The untargeted metabolomic analyses revealed 88 unique metabolites that were statistically significant following exposure to both DEHP and DBP. Among these, 56 metabolites were commonly altered across all DBP treatments, and 51 were common across all DEHP treatments. These metabolites spanned several classes, including fatty acyls, ceramides, sterol lipids, glycerolipids, and carboxylic acids. Notably, several detected ceramides and Glycerolipids, such as Cer(d18:0/20:0), DG(15:0/0:0/24:1n9), and TG(20:1(11Z)/20:1(11Z)/18:2(9Z,12Z)) are implicated in insulin resistance and metabolic syndrome (Chavez et al., 2014, Finck and Hall, 2015, Grundy, 1999), highlighting potential mechanisms by which phthalate exposure contributes to these conditions. Furthermore, amino acids such as L-tryptophan, L-phenylalanine, and L-serine were significantly perturbed by both DBP and DEHP exposures, linking these environmental chemicals to obesity risk (Wahl et al., 2013). Pathway analysis underscored the disruption of metabolic pathways related to lipid and amino acid metabolism. Common pathways affected by both phthalates included phenylalanine, tyrosine, and tryptophan biosynthesis; tryptophan metabolism; sphingolipid metabolism; aminoacyl-tRNA biosynthesis; and phenylalanine metabolism.

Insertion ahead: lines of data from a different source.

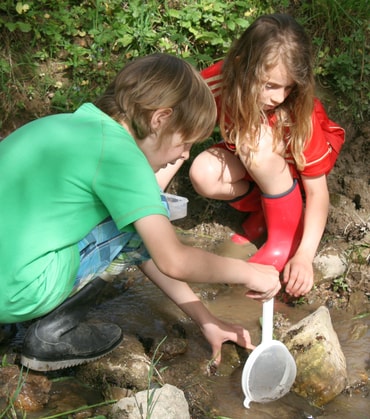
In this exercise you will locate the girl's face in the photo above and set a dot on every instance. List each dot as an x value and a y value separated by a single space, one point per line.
277 88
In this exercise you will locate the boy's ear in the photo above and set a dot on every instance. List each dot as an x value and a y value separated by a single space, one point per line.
160 118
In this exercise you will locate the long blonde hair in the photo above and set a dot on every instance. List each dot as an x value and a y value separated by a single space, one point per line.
161 81
269 40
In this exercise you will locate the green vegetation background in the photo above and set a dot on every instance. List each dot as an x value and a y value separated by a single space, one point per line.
56 55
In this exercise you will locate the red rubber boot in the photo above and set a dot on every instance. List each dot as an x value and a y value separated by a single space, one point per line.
284 219
254 226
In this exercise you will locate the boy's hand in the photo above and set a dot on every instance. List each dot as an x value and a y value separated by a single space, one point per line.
218 332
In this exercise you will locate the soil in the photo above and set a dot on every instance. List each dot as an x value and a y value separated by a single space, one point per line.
347 229
348 225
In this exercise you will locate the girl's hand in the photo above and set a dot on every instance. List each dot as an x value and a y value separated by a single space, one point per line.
298 275
218 332
266 283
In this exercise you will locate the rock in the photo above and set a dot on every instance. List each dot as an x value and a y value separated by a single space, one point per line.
329 263
127 366
167 402
321 365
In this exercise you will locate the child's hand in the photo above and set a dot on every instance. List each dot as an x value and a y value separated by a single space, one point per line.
298 276
218 332
266 283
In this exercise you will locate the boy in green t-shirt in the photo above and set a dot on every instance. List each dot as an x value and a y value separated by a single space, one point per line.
80 190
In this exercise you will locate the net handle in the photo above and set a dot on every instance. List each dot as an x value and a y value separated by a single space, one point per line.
267 320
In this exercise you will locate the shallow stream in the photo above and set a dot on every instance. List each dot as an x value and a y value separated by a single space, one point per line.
144 310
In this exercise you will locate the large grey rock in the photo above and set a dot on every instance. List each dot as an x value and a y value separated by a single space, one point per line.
167 402
321 365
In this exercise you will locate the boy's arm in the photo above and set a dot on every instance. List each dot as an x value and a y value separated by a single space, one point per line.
215 330
190 264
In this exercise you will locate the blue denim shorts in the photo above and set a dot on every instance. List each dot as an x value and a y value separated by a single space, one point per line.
107 249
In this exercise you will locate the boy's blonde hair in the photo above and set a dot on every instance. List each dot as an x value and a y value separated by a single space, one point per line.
161 81
269 40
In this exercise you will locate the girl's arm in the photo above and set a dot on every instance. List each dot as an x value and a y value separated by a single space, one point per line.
214 330
298 272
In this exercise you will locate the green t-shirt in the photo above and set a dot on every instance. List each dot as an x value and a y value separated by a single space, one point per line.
61 176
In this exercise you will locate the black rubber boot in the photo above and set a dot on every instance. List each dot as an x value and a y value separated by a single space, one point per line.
62 339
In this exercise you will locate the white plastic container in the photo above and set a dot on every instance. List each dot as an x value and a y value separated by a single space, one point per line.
178 206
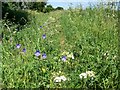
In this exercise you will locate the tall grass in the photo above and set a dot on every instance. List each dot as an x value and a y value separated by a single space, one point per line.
87 38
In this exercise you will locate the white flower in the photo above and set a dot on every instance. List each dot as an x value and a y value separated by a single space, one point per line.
83 75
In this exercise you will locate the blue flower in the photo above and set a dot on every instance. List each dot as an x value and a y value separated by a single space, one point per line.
64 58
44 55
24 50
37 53
44 36
18 45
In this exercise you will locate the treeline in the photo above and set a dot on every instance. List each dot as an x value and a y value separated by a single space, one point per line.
17 11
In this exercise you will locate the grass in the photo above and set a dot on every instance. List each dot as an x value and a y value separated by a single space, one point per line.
88 38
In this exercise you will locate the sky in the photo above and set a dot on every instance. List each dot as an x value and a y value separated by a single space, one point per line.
66 3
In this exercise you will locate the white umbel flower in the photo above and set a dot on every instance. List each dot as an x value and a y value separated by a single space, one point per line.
90 73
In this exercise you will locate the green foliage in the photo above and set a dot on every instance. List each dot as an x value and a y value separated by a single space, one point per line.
48 8
59 8
89 35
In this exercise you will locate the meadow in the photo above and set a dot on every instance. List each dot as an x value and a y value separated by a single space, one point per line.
74 48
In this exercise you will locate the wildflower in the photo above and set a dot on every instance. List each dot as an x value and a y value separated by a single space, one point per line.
90 73
83 75
59 79
40 26
24 50
44 36
18 45
63 78
37 53
70 56
64 58
44 56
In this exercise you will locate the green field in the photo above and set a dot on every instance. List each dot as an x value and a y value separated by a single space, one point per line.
79 45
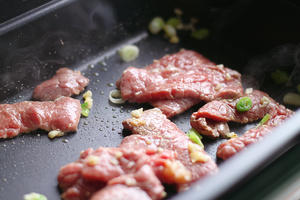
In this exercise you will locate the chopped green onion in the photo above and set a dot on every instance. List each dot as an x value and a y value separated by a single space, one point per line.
129 53
200 34
292 99
244 104
280 77
264 120
298 88
116 97
85 109
195 137
169 30
173 21
174 39
34 196
156 25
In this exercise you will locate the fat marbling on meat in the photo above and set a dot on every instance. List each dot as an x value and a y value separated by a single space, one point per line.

This study's untargeted metabolomics analysis offers a thorough characterisation of the broad metabolic disruptions caused by DBP and DEHP exposure in HepaRG cells. The identification of significant metabolites and pathways, particularly those associated with lipid and amino acid metabolism, highlights the extensive impact these phthalates can have on cellular processes. This research not only sheds light on the toxicological effects of DBP and DEHP but, also, underscores the utility of metabolomics in uncovering potential biomarkers for exposure and toxicity, paving the way for future studies aimed at mitigating the health risks associated with phthalate exposure.